Privacy-focused browsing has created an unintended side effect: websites increasingly treat legitimate users like bots. When you visit news sites in private windows or shop with VPNs, you'll encounter registration walls, block pages, and endless CAPTCHAs. Anti-abuse systems depend on signals that privacy protections are dismantling, while generative AI has rendered traditional CAPTCHAs obsolete. This forces websites toward invasive verification methods that compromise user privacy.

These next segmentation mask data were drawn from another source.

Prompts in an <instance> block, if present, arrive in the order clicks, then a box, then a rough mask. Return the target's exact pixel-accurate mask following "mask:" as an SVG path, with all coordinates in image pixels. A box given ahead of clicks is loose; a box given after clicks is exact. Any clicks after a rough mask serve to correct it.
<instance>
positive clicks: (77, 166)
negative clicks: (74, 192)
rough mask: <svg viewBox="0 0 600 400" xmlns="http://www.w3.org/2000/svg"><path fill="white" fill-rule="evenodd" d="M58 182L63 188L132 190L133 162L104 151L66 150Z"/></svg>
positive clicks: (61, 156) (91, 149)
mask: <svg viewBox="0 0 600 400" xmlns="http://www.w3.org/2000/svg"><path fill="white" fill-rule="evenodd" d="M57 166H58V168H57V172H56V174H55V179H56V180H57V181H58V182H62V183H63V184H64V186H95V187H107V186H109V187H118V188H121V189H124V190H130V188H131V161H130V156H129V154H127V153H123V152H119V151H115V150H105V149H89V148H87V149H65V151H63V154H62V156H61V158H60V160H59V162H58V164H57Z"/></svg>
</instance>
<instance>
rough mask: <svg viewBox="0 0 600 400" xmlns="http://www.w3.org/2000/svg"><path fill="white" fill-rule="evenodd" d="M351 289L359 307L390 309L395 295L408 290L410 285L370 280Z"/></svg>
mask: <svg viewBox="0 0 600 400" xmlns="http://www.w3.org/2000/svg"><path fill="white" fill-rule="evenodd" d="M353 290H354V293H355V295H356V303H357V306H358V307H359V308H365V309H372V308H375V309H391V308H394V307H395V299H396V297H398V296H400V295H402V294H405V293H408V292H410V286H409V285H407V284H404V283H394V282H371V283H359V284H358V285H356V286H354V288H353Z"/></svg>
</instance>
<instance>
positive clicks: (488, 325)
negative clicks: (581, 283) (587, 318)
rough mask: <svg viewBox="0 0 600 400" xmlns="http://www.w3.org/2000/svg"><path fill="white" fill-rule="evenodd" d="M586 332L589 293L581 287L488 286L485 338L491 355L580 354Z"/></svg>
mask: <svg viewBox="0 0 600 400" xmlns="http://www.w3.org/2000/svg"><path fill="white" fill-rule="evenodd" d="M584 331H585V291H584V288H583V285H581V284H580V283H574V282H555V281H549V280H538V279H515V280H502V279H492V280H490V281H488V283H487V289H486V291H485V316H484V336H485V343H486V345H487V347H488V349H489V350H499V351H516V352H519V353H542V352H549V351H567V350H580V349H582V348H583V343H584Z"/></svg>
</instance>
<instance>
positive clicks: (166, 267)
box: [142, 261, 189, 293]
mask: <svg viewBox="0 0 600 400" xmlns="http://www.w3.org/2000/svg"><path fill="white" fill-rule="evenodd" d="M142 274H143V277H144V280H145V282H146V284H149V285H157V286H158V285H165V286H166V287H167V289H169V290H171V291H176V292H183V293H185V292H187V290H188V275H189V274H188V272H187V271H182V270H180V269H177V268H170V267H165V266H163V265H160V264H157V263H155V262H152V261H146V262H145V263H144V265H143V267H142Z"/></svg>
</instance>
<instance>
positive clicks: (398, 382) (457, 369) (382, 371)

Existing solutions from Google and Apple rely on device attestation, embedding identifiers and privileged code into hardware. Google's abandoned Web Environment Integrity and Apple's Private Access Tokens both require users to prove they're running approved software on trusted hardware. These approaches centralize control with device manufacturers, potentially locking users into ecosystems where access depends on expensive, approved hardware.

Mozilla's Distilled team proposes PACT (Private, Attestation, Credentials) as an alternative. Instead of hardware-based attestation, PACT leverages naturally scarce resources like email addresses, phone numbers, and paid subscriptions. These signals could be vouchered across websites while maintaining user anonymity, allowing sites to rate-limit visitors without invasive identification.

VPN providers exemplify the potential: rather than blocking all VPN traffic indiscriminately, a VPN subscription could serve as a scarcity signal. Websites could rate-limit individual users instead of blocking entire IP ranges. This preserves both privacy and legitimate access, though implementing such a system without enabling cross-site tracking remains technically challenging.